As I walked in I gained the attention of most. I don't know if it had anything to do with the bodyguards I entered with or if I was recognized as Mrs.Romano. Either way, it wasn't really sitting well with me. It made me uncomfortable more than anything.

"You're either the Queen or an alien cause baby this attention is a bit much for me farless for you." Kiana uttered loud enough for me to hear.

We were escorted to a private area of the restaurant reserved for VIP's. This part of the restaurant was secluded, away from the eyes of everyone in the front. Everything about it was different from the furniture to the flooring and even the waiters who were on stand by. As soon as we sat we were attended to and they took our orders. I sat at a table for two with Kiana while the men stood guard around us. Even a lunch date with my friend felt overwhelming. I felt like I was suffocating. On one hand I'm surrounded by Dario's men who are to protect me against the people who want me dead. On the other hand I have to go back home to yet another man who may very well want me dead after my act of betrayal. My anxiety was through the roof and honestly the menu didn't even look too appealing anymore. I felt sick to my stomach just thinking about the bad joke that is my life.

I held my head in my hands just trying to calm my fast beating heart. My life feels like it's surrounded by destruction. I can't believe I brought a child into this chaotic lifestyle. Such a brutal world doesn't deserve my sweet boy.

"Kiara are you alright?" I was so lost in my thoughts I almost forgot that Kiana was here with me.

"I just need to wash my face, excuse me." I had barely taken two steps and the guards were already down my throat like an after pill.

"I'm just going to the restroom, there's no need for you to follow me. I know my way around, it is my restaurant after all."

"Understood but-

"Please, I'm asking for one minute to go to the ladies room to return.
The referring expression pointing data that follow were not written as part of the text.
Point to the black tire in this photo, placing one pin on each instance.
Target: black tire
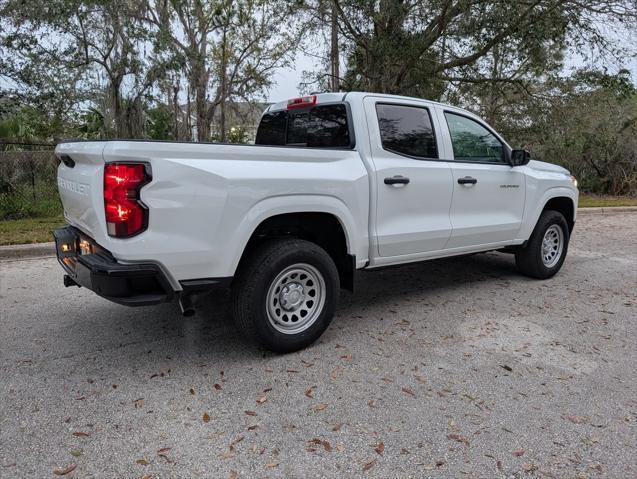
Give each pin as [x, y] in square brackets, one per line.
[529, 259]
[257, 274]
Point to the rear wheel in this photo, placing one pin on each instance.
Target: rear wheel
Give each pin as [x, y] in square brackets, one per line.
[546, 250]
[285, 294]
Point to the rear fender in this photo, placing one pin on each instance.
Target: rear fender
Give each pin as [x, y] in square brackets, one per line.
[357, 241]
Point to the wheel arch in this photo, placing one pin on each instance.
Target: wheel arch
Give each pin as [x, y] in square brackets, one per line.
[563, 205]
[562, 198]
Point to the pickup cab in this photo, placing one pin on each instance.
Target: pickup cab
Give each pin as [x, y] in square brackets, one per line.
[335, 183]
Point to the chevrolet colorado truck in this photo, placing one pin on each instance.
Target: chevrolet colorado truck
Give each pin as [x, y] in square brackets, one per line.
[335, 183]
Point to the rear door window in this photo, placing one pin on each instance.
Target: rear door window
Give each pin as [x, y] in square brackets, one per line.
[407, 130]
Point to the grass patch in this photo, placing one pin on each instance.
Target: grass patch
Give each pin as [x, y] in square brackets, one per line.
[591, 201]
[29, 230]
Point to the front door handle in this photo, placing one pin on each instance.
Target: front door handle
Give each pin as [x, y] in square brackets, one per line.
[467, 180]
[397, 180]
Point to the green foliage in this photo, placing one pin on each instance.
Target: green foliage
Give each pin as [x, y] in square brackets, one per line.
[587, 123]
[237, 134]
Surely that's not asking for too much."

"But ma'am our orders from Don Romano-

"ENOUGH. I am well aware what your orders are and I'm giving you a new one. Are you choosing to defy me? Or did you forget that you are not only my husband's employee?" I spat with such venom, I almost believed my performance was a brave front. I often forget my position in this world. The Romano surname has given me alot of power but I don't use it nor am I interested in using it except in this case ofcourse.

I can't even explain my surprise when he bowed his head like a priest and stepped aside. That actually worked. It definitely would not have went my way if I were dealing with Lorenzo and Valentino. They take their work extremely serious as my personal guards. Valentino is recovering from being shot four times and Lorenzo was needed by Dario for something he did not disclose which is why neither of them are here now. They are more stubborn than me and they hardly speak at all so their absence is a bonus for me in this matter.
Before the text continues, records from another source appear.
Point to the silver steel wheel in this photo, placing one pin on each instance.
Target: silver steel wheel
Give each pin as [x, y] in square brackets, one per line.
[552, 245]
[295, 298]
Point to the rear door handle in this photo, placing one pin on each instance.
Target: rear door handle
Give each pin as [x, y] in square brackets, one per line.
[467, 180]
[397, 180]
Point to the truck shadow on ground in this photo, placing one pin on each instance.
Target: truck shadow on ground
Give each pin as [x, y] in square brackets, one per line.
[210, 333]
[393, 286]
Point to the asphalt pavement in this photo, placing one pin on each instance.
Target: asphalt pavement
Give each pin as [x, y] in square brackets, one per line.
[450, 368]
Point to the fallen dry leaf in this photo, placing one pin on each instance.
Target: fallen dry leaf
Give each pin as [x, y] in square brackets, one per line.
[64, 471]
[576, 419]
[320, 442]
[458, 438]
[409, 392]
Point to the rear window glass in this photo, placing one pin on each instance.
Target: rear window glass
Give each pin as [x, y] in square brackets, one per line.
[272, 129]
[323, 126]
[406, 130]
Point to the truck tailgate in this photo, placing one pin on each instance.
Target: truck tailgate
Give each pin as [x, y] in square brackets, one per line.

I quickly made my way to the restroom and I almost jumped out my skin at the sight in the mirror. I looked so awful. The makeup on my face couldn't hide the lack of life. My eyes were dull with bags underneath them and my skin looked pale. When was the last time I truly looked at myself? Like really analyzed my features. I Can't say simply because I don't know. I do know though, that if I stay in here too long the big bad wolves will come looking for me. I washed my face with cold water hoping to bring some life and energy to myself. Then I dried it with a paper towel gently enough to avoid removing or messing my makeup. Satisfied, I made my way out of the restroom but this man standing in the way clearly had other plans. The look on his face was enough to make me scream or run but he moved quicker than me. He grabbed me and swiftly placed a cloth over my mouth. Sure, I had a damn good idea what it was but in the heat of the moment I could not avoid my panicked actions to avoid inhaling the smell. It didn't take time for the darkness to consume me.